Boeing’s 737 factory at the Renton, Wash., site leads the industry as the most efficient airplane factory in the world. More than 11,600 commercial airplanes (707, 727, 737, and 757) or about 30 percent of the worldwide fleet flying today were built in Renton. According the Guinness World Records, the 737 is the “most produced large commercial jet” in aviation history. Covering 1.1 million square feet of factory space, the 737 program rolls out 42 airplanes a month and is expected to increase the rate to 47 a month in 2017 and 52 in 2018. From the time a fuselage enters the factory, it takes 10 days to complete an airplane. The final assembly building has two moving lines producing Next-Generation 737s and a third that will initially produce the 737 MAX beginning in 2015. The P-8, a Navy submarine hunter and maritime patrol aircraft, and a military derivative of the 737-800, is also built at Renton.

Aerial view of factory

History

The Renton Site is synonymous with aviation history, with its roots dating back to WWII. Originally built by the Navy in 1941 to manufacture the PB2B Sea Ranger bomber, the Air Force bought the site in 1943 and constructed the adjacent Renton airfield to build the Boeing B-29 Superfortress.

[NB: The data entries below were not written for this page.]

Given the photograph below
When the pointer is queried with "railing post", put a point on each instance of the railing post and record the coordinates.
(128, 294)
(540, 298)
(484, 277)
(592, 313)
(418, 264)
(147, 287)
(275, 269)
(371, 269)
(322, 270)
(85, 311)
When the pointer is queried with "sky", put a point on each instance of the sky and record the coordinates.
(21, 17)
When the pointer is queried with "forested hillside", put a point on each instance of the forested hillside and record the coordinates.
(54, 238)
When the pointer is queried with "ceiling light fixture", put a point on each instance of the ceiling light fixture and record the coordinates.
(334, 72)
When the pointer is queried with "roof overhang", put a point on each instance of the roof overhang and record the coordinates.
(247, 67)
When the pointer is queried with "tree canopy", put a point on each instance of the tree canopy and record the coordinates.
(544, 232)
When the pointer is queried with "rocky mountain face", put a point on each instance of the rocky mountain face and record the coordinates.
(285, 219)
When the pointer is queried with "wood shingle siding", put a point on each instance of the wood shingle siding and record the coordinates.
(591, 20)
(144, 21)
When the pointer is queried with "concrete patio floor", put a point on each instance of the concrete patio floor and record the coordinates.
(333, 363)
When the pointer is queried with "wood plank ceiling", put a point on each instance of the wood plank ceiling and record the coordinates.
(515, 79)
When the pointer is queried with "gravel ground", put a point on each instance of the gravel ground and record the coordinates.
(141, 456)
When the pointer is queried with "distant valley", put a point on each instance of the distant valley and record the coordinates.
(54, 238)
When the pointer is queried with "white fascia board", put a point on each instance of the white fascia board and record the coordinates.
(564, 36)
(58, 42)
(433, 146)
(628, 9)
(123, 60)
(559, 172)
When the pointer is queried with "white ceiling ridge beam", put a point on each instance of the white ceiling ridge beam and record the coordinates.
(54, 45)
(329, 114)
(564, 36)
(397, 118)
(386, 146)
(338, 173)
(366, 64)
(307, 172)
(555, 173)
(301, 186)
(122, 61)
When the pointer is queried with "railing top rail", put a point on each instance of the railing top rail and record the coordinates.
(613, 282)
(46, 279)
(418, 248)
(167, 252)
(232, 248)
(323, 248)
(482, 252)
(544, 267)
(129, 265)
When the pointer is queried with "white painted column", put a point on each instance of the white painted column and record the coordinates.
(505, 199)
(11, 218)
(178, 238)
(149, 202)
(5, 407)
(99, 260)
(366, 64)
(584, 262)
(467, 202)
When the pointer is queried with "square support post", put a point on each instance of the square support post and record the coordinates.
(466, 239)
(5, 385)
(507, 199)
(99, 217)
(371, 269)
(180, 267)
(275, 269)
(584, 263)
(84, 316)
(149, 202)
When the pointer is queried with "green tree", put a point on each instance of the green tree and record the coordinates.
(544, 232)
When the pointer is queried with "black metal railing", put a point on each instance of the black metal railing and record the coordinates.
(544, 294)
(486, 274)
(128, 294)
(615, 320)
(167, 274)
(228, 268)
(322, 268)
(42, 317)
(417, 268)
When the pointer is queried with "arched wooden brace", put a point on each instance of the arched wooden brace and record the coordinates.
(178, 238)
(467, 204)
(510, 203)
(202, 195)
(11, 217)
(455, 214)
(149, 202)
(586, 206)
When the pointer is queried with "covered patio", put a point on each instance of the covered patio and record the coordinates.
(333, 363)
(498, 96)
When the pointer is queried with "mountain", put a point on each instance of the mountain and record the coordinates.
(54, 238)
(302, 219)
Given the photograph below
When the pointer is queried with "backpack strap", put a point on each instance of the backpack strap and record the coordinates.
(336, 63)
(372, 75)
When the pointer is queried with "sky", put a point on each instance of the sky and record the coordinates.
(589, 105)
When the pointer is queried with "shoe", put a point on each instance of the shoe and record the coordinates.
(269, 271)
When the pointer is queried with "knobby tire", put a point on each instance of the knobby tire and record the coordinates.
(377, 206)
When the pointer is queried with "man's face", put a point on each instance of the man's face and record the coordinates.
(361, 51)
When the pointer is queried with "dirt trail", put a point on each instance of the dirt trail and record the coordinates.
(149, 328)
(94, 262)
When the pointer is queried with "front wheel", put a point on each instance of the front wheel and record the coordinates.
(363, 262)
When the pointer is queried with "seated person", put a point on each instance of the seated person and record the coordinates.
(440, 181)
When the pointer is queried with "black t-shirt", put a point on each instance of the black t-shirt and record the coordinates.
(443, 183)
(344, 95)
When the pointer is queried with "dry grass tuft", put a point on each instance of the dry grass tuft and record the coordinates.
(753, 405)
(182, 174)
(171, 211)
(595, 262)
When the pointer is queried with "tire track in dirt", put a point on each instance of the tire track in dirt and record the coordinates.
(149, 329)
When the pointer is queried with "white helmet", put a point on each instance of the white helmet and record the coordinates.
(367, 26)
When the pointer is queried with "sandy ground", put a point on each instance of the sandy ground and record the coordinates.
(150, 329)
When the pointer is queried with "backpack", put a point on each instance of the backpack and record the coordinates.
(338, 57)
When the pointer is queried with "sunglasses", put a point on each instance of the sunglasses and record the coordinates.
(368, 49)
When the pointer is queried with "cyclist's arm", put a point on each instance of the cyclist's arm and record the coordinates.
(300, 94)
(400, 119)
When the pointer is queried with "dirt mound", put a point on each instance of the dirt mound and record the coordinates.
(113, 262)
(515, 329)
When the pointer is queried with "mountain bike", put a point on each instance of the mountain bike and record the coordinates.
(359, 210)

In 1954, the factory produced one of the most important airplanes in aviation history -- the Boeing Dash 80. The Dash 80 led to the Air Force KC-135 Stratotanker (first military jet tanker) and the 707 - the world’s first commercial airplane that ushered in the jet age and opened the gateway to international travel. The 707 paved the way for the most successful selling commercial jet in history – the 737 in 1965. Renton went on to produce the 737 family (Initial Model, Classic, and Next Generation), the 757, the 767, and the Navy’s P-8A Poseidon patrol aircraft. The newest family member, the737 MAX will begin production in 2015.

737s

Quick Facts

  • The XPBB-1 Ranger was the first airplane built in Renton and only one was built, prompting the nickname “Lone Ranger.”
  • From 1974 to 1985, the Renton plant also was a shipbuilding facility; military hydrofoil missile ships and commercial jetfoils were produced alongside the aircraft production lines.
  • From airplanes to elephants: From July 1946 to 1949, no aircraft were built in Renton. The plant was used for other purposes, such as a temporary home for a circus—including elephants.
  • On average, over 2,000 737 airplanes are in the air at any given time.*
  • One 737 takes off or lands every 2.0 seconds.*
  • For all 737 models, there are approximately 24,000 scheduled passenger flights per day. This means that 31 percent of all commercial flights are on 737s.***
  • The 737 family has carried more than 16.8 billion passengers; that is equivalent to every single man, woman and child flying at least twice. (2013 world population was 7.1 billion).*
  • The 737 has flown more than 119.0 billion miles; equivalent to approximately 640 round trips from the earth to the sun.* This represents more than 184 million flights recording 264 million flight hours.
  • With approximately 5,580 airplanes in service, the 737 represents more than a quarter of the total worldwide fleet of large commercial jets flying today.
  • Each of the four large commercial jetliners built at Renton—the 707, 727, 737 and 757—has surpassed the 1,000-aircraft-delivery milestone, a record of success unmatched by any other aircraft production facility in the world.
  • There are over 40 miles of wire on the 737 Next-Generation aircraft and approximately 600,000 total parts on a Next-Generation 737 airplane.

*As of December, 31, 2013
**Ascend Worldwide (January 7, 2014)
***OAG, August 2013. Nonstop, ticket-selling flights.